For 77 days, 6,000 Marines held a hilltop against 20,000 North Vietnamese soldiers. B-52 bombers dropped more ordnance around that single base than fell on all of Japan in 1945. Resupply planes landed on a runway that was under mortar fire so constantly the Marines called it "the Slot Machine", you pulled in, and whether you got blown up was pure chance. The siege of Khe Sanh, from January 21 to April 8, 1968, became the most intensely fought fixed battle of the Vietnam War. It was a tactical victory for the Marines. Whether it was a strategic victory is a question the Pentagon has been arguing about for nearly sixty years.
Why Khe Sanh Mattered, Or Seemed To
Khe Sanh Combat Base sat on a plateau in northwestern South Vietnam, roughly 14 miles south of the DMZ and 6 miles from the Laotian border. Its original purpose was to serve as a patrol base for surveillance of the Ho Chi Minh Trail, the network of roads and paths through Laos and Cambodia that supplied the North Vietnamese Army (NVA) and Viet Cong in the South. By late 1967, intelligence indicated that the NVA was massing multiple divisions in the hills around Khe Sanh, and General William Westmoreland made the fateful decision to reinforce the base and fight.

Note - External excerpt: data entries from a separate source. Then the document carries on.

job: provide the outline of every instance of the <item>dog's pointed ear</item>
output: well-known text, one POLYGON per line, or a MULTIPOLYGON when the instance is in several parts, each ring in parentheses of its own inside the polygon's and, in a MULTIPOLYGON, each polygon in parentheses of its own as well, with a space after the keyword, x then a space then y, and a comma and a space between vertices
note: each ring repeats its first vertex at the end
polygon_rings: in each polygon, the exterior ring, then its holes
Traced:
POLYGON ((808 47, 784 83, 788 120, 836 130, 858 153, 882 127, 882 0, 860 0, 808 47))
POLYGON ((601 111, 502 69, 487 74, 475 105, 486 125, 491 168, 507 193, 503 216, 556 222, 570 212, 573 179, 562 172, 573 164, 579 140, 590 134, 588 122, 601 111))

Westmoreland saw Khe Sanh as an opportunity. He believed the NVA was seeking a set-piece battle, and he wanted to give them one, on his terms. With overwhelming American air power available, a fixed NVA force in known positions was a target, not a threat. Westmoreland was thinking about Dien Bien Phu, the 1954 French disaster where a similar garrison was besieged and overrun. He was determined to prove that American firepower could succeed where French firepower had failed.